When people talk about coloring outside the lines, the first thought is of the lines that are presented to us. But we also can choose to color outside the lines we create for ourselves. What would it take for you to become aware of the limits you are choosing to live within? They might not be as limiting as they seem, after all.
All Right
There is a phrase that is commonly used during emergency response, to calm a patient’s mind, that had me thinking the other day, if it applies during critical incidences, there is no less reason for it to apply other times in our lives.
Everything’s gonna be all right.
If we can tell someone who is in serious trauma, that everything is going to be all right, then how can it not apply for situations like not getting out of the house in the morning by the intended time, or when a car surges into our lane without bothering to signal, or when I discover I forgot to properly punctuate a question. How many times in a single day would it benefit us to contemplate the simple notion that everything is going to be all right?

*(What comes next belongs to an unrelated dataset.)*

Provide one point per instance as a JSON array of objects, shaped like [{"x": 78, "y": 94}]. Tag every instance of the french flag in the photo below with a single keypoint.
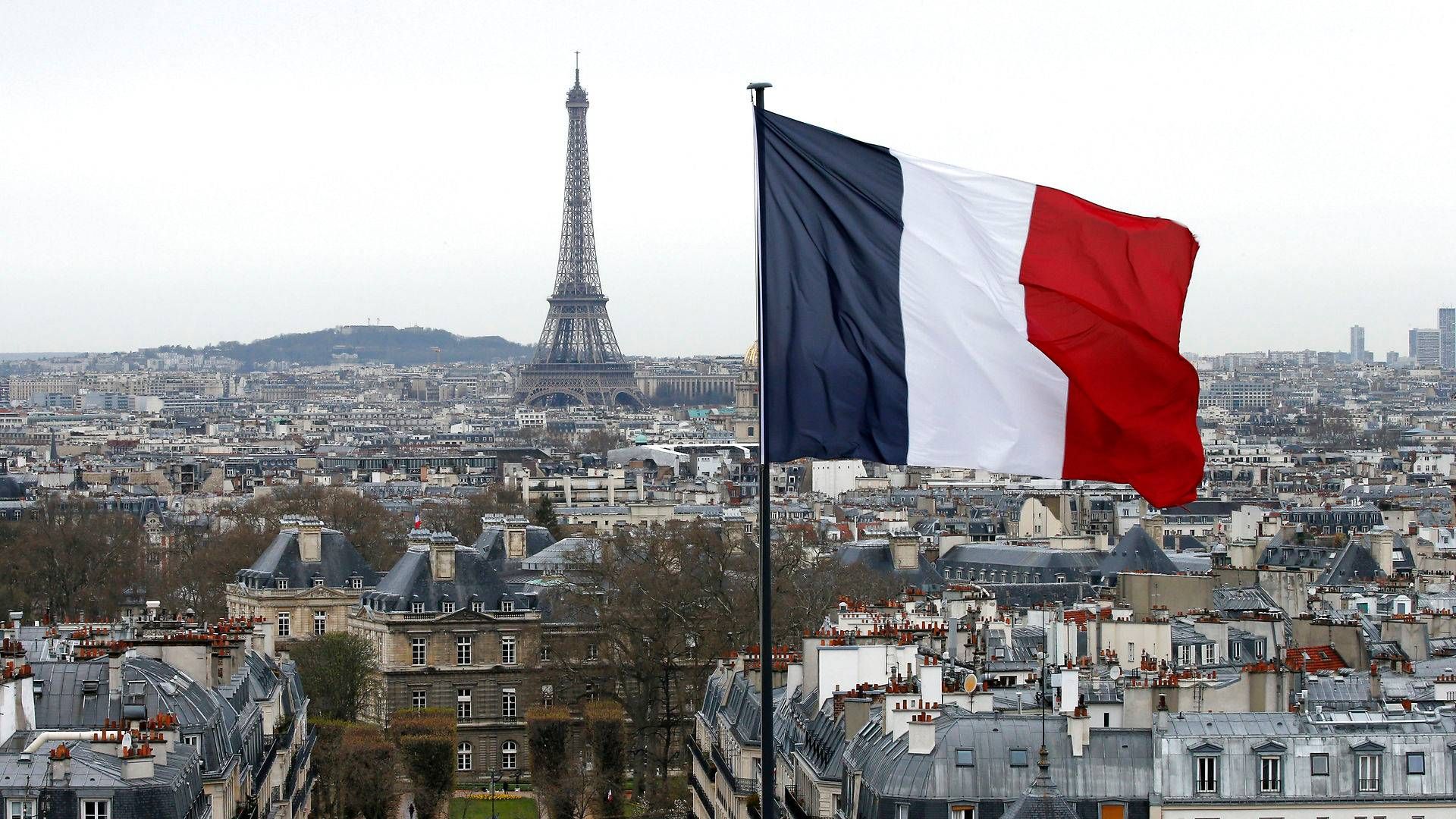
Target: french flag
[{"x": 929, "y": 315}]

And by now, I think we get the drill: If we say it often enough, we will tend to believe it, and if we believe it, it will come to be.
All right? All right.
When you are helping someone in crisis and they just can’t see any way out, intuition tells you that there will be a calm after their storm. Even if you can’t see any solution to their crisis, you sense that somehow, there will come a time when the crisis is over and everything is okay. They might ask how you can say such a thing, but you know that eventually everything is going to be all right. That’s just the way it is, looking in from the outside. It’s a view we deserve to take more often regarding our own daily dilemmas, both the important and the less so.